In an interview, aired Tuesday on Israeli Channel 2 TV, de Klerk said, calling Israel an apartheid state now was “unfair.” But he said that without the establishment of a Palestinian state, Israel may have to contend with the consequences of one state for both peoples.

“The test will be (does) everybody living then in such a unitary state, will everybody have full political rights?” de Klerk said. “Will everybody enjoy their full human rights? If they will, it’s not an apartheid state.”

He added, “There will come in Israel a turning point, where if the main obstacles at the moment, which exist to a successful two-state solution are not removed, the two-state solution will become impossible.”

De Klerk was in Israel receiving an honorary doctorate from the University of Haifa.

Israeli backers of the creation of a Palestinian state say, relinquishing control of the Palestinian territories and its residents, is the only way to ensure Israel’s future as a democracy with a Jewish majority.

Following the collapse of the most recent round of peace talks, fears that the sides could be headed toward a single “binational” state are growing. The Palestinians want the West Bank, the Gaza Strip and east Jerusalem — territories captured by Israel in 1967 — for their hoped-for independent state.

Israel is a democracy, whose Arab minority holds citizenship rights. Israeli Arabs often complain of discrimination but have reached senior positions in government, the judiciary, the foreign service and other fields, including the military.

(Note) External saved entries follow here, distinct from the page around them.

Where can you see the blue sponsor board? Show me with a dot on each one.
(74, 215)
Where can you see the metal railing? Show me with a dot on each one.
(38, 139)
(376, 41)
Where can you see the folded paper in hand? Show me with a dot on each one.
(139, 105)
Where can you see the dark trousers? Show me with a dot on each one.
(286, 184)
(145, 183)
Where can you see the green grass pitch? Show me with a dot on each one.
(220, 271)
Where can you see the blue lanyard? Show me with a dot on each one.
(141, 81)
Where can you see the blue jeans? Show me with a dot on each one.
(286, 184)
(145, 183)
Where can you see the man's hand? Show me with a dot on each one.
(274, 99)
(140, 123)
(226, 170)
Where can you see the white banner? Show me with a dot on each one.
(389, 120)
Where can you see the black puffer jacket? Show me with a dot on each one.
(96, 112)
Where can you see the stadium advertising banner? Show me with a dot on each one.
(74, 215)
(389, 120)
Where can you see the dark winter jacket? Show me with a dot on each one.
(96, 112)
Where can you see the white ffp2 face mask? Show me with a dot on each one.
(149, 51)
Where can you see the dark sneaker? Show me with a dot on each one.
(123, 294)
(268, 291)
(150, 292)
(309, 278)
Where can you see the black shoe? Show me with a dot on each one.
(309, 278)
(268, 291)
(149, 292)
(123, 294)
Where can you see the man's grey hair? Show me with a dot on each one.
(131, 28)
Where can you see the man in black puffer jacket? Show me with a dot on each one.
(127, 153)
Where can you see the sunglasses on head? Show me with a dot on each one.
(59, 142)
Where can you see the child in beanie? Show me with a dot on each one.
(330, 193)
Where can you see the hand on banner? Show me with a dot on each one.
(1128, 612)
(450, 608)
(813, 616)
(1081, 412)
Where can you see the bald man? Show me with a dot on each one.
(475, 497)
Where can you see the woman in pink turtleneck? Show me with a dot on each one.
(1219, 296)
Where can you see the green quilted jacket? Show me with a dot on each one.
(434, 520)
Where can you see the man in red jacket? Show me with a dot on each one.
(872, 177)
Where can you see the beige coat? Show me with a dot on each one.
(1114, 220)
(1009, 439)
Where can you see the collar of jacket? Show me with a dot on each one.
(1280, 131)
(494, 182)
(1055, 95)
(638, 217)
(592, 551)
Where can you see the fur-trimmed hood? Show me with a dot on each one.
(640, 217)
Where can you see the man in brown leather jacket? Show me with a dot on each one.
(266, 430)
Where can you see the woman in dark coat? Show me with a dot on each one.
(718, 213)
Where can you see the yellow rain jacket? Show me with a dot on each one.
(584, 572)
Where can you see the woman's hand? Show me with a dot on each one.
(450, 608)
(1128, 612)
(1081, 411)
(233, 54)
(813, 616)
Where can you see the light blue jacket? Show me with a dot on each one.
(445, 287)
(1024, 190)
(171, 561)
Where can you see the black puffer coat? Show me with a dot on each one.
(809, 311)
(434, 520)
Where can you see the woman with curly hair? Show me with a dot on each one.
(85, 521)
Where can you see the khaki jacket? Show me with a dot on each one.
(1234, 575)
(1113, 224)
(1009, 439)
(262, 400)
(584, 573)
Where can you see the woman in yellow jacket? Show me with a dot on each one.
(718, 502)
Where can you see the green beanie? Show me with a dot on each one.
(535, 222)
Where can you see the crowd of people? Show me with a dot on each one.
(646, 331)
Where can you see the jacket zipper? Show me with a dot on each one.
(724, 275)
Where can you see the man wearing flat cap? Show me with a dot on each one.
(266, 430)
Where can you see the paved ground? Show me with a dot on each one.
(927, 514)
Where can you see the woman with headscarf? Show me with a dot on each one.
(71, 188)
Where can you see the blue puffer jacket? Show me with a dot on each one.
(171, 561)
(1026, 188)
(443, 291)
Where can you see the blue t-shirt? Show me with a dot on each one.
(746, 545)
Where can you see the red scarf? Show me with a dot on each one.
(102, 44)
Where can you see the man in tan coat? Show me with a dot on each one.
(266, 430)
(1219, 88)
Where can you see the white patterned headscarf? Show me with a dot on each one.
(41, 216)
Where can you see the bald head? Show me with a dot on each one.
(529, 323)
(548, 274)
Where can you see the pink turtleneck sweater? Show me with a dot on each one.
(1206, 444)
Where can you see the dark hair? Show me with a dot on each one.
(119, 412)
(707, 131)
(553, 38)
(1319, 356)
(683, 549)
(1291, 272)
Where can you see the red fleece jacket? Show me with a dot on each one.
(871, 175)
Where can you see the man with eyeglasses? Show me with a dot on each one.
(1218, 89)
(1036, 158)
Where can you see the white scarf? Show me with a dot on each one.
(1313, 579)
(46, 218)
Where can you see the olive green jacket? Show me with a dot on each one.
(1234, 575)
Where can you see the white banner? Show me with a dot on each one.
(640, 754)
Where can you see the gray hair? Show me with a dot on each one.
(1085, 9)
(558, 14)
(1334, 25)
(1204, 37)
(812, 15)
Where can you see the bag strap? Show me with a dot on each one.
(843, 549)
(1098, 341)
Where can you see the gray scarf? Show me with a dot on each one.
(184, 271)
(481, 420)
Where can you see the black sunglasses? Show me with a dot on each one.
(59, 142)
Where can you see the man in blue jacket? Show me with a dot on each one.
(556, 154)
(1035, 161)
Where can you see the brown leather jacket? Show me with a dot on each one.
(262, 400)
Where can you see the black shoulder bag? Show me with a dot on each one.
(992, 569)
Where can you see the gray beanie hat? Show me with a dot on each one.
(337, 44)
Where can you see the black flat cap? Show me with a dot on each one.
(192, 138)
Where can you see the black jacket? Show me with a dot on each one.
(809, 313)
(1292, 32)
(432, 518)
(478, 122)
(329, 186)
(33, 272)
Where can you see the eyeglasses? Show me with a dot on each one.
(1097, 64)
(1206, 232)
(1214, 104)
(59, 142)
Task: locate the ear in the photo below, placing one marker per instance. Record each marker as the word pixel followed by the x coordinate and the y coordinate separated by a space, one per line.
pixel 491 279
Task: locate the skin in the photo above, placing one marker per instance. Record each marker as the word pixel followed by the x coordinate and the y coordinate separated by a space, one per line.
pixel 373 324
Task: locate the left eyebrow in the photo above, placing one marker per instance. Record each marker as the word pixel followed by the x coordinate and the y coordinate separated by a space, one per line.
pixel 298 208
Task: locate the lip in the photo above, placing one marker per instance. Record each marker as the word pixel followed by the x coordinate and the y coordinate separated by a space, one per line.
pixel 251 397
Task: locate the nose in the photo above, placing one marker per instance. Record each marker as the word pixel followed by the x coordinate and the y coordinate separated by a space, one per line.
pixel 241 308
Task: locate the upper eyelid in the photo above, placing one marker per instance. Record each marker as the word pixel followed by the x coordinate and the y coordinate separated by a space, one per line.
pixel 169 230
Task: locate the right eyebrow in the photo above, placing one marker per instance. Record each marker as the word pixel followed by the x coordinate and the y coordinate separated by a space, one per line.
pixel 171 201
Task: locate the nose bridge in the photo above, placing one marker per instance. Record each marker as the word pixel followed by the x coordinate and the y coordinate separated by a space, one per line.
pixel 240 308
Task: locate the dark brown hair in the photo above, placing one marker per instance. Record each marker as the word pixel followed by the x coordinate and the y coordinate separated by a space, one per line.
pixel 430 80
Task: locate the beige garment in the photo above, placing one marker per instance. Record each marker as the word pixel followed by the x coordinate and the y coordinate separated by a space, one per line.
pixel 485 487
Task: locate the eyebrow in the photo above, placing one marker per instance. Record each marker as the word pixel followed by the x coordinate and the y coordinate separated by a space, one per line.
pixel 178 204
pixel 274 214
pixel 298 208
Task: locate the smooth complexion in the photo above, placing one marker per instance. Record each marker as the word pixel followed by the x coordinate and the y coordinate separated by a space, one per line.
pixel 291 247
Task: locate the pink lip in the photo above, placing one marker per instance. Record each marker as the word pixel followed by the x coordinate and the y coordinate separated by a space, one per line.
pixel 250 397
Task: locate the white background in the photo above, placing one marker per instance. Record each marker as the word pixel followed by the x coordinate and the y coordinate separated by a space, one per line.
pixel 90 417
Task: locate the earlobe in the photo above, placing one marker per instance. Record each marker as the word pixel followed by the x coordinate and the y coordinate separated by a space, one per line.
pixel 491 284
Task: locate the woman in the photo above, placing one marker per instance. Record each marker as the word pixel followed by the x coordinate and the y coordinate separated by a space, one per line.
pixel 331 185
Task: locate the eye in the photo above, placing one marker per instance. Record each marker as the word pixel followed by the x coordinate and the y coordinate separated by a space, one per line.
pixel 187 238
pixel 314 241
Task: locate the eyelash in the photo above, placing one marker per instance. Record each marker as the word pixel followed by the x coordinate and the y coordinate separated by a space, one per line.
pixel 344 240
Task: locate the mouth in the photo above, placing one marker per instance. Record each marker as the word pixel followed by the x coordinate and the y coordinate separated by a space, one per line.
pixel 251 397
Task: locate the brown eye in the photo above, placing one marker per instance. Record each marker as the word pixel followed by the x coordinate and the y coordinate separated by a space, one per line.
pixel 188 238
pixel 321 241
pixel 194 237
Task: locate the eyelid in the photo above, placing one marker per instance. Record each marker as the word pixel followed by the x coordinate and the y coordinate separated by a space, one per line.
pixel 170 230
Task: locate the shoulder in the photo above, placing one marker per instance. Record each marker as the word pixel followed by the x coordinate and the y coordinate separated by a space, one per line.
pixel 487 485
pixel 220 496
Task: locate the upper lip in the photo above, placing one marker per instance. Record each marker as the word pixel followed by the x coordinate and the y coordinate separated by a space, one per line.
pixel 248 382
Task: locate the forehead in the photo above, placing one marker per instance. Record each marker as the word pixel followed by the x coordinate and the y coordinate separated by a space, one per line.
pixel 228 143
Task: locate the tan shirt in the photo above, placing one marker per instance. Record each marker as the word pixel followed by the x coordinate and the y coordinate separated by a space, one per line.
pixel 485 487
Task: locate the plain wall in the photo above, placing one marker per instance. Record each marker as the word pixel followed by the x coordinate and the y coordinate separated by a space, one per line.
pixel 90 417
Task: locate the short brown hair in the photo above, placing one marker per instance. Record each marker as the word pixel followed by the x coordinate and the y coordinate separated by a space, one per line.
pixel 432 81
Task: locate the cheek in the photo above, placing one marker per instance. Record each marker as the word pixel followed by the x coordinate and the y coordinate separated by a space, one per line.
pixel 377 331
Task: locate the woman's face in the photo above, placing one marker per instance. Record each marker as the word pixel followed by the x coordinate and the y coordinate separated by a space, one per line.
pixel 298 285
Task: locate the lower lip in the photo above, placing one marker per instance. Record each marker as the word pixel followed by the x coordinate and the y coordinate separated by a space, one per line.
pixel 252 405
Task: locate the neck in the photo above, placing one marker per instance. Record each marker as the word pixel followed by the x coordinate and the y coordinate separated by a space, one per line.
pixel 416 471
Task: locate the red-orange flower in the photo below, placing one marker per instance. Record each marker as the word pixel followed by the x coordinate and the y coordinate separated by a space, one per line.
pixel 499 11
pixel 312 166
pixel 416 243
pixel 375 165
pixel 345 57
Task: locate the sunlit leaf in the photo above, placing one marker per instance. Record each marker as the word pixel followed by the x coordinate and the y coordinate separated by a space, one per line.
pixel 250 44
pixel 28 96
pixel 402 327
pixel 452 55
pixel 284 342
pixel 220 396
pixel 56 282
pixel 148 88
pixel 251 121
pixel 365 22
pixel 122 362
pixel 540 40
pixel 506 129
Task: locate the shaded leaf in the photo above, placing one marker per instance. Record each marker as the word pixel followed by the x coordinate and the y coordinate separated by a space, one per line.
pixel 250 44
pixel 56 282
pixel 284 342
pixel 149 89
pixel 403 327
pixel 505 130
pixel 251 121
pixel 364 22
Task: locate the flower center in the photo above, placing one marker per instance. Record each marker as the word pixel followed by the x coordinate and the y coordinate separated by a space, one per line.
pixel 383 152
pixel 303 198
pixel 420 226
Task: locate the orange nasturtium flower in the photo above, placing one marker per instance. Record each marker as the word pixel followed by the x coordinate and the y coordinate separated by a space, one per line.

But it is the situation in the West Bank that sparks comparisons to apartheid. The territory is home to two populations — a Palestinian majority of some 2.4 million people and a Jewish settler minority of 350,000 — that are subject to two vastly different legal and political systems. Israeli West Bank settlers, for instance, can vote in Israeli elections, while Palestinians cannot.

Israel captured the West Bank from Jordan in the 1967 Middle East war.

Israel vehemently rejects any comparison to apartheid-era South Africa. While South Africa’s was a system rooted in race, Israel says, the differences in the West Bank stem from legal issues and security needs.

Most of its leaders, including hard-line Prime Minister Benjamin Netanyahu, have endorsed the idea of establishing a Palestinian state to protect Israel’s Jewish majority.

“The two-state solution might be the best one,” de Klerk said. “You’ll have to move fast. See the window of opportunity. Jump through it. It might close.”

A number of prominent centrist Israelis, including former prime ministers, Ehud Olmert and Ehud Barak, and the current chief peace negotiator, Tzipi Livni, have invoked the apartheid analogy in their calls for a peace agreement and change in the status quo.

Paul Hirschson, a South African-born spokesman, for Israel’s Foreign Ministry, brushed off de Klerk’s remarks, saying, Israel would not accept a one-state solution.

“It’s not a warning. It’s a comment by people who misunderstand Israel, the Arab-Israeli conflict and the Middle East,” he said.

Mohammed Madani, a senior Palestinian official, in charge of outreach to Israeli society, said, Israel should take note of de Klerk’s words.

“When the leader of the former apartheid regime in South Africa warns Israel of going down the road to this style, it should listen to him carefully, because he knows what he is talking about,” he said.